Batman is busy elsewhere in Gotham, so writing team Scott Snyder, James Tynion IV and Kyle Higgins go across town and focus on some other members of the Bat-family in “Batman Eternal” #41. Red Robin, Batgirl, Red Hood and Harper Row have the unenviable task of stopping a horde of mind-controlled children from making a bad situation far worse, and it’s a grim situation indeed as captured by artist Joe Quinones and colorist Kelsey Shannon. With several issues still left in the series, the writers continue to throw in a few surprises as well, including an unexpected development with Stephanie Brown, a.k.a. Spoiler, and the anticipated return of another character.
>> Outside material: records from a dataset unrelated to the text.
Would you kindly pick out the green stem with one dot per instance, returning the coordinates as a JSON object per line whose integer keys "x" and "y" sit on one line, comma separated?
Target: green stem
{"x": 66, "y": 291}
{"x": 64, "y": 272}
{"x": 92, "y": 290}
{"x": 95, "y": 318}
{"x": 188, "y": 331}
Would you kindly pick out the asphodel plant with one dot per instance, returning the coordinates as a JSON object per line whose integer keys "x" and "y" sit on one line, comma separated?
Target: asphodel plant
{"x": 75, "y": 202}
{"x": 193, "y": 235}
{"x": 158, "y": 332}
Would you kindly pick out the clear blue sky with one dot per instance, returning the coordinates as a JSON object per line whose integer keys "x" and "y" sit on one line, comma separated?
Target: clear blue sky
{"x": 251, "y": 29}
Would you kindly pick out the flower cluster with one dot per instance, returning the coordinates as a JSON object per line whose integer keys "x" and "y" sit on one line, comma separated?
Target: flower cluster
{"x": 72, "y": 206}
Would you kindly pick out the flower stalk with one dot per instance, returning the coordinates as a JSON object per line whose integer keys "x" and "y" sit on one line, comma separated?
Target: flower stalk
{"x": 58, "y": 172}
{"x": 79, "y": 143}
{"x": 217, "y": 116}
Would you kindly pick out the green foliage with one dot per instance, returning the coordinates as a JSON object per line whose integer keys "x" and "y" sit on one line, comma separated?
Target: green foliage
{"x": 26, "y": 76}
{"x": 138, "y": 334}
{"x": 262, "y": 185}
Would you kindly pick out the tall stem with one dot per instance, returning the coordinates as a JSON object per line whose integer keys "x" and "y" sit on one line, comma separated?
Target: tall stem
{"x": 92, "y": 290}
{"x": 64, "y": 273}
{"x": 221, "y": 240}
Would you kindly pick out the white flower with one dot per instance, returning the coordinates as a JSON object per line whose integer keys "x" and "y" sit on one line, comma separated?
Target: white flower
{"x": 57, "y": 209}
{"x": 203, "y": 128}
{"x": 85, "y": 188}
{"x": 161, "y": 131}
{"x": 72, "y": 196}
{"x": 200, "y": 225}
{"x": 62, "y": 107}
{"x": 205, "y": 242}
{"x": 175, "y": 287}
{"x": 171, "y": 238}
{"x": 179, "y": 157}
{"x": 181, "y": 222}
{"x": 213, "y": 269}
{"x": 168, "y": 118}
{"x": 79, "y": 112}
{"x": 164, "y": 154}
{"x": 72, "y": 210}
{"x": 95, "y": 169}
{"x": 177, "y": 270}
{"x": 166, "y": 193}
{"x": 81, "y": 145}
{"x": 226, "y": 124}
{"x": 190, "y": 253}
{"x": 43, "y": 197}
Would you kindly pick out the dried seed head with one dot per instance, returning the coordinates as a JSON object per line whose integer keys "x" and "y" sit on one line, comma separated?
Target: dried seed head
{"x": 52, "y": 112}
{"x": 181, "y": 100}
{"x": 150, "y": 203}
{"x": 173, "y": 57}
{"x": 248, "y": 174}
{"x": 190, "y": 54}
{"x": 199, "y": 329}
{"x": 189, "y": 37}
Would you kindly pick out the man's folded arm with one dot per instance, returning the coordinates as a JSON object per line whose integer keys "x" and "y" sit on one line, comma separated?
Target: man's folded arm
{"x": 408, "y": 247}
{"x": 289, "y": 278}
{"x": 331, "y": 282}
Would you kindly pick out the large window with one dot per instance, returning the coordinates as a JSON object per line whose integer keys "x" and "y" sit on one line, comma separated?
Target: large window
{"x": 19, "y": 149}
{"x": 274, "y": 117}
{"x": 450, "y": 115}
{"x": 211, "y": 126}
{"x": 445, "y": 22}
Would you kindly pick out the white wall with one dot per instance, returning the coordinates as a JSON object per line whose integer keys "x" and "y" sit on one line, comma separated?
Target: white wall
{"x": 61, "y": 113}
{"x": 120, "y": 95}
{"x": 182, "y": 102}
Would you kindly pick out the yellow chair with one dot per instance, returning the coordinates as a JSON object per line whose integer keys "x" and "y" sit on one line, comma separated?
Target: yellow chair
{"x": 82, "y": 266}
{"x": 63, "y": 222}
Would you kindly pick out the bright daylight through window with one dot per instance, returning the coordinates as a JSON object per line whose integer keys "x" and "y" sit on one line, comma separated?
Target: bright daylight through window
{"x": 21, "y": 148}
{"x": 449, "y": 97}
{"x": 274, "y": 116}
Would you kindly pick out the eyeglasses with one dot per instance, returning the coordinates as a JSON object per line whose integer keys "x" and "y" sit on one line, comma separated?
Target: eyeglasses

Quinones is a fitting artist for this issue’s story as he evokes an extra degree of creepiness from all of these mindless kids; think John Carpenter’s “Village of the Damned,” combined with a kind of “Invasion of the Bodysnatchers” vibe. Shannon plays this well, too, with an unsettlingly colorful backdrop given to the scene where they toil, which contrasts with the almost mono-chromatic hues given to the victims themselves. Quinones has a lock on the look of the Bat-players; his lines are simple and uncluttered, yet there is enough detail to ensure they are well-defined.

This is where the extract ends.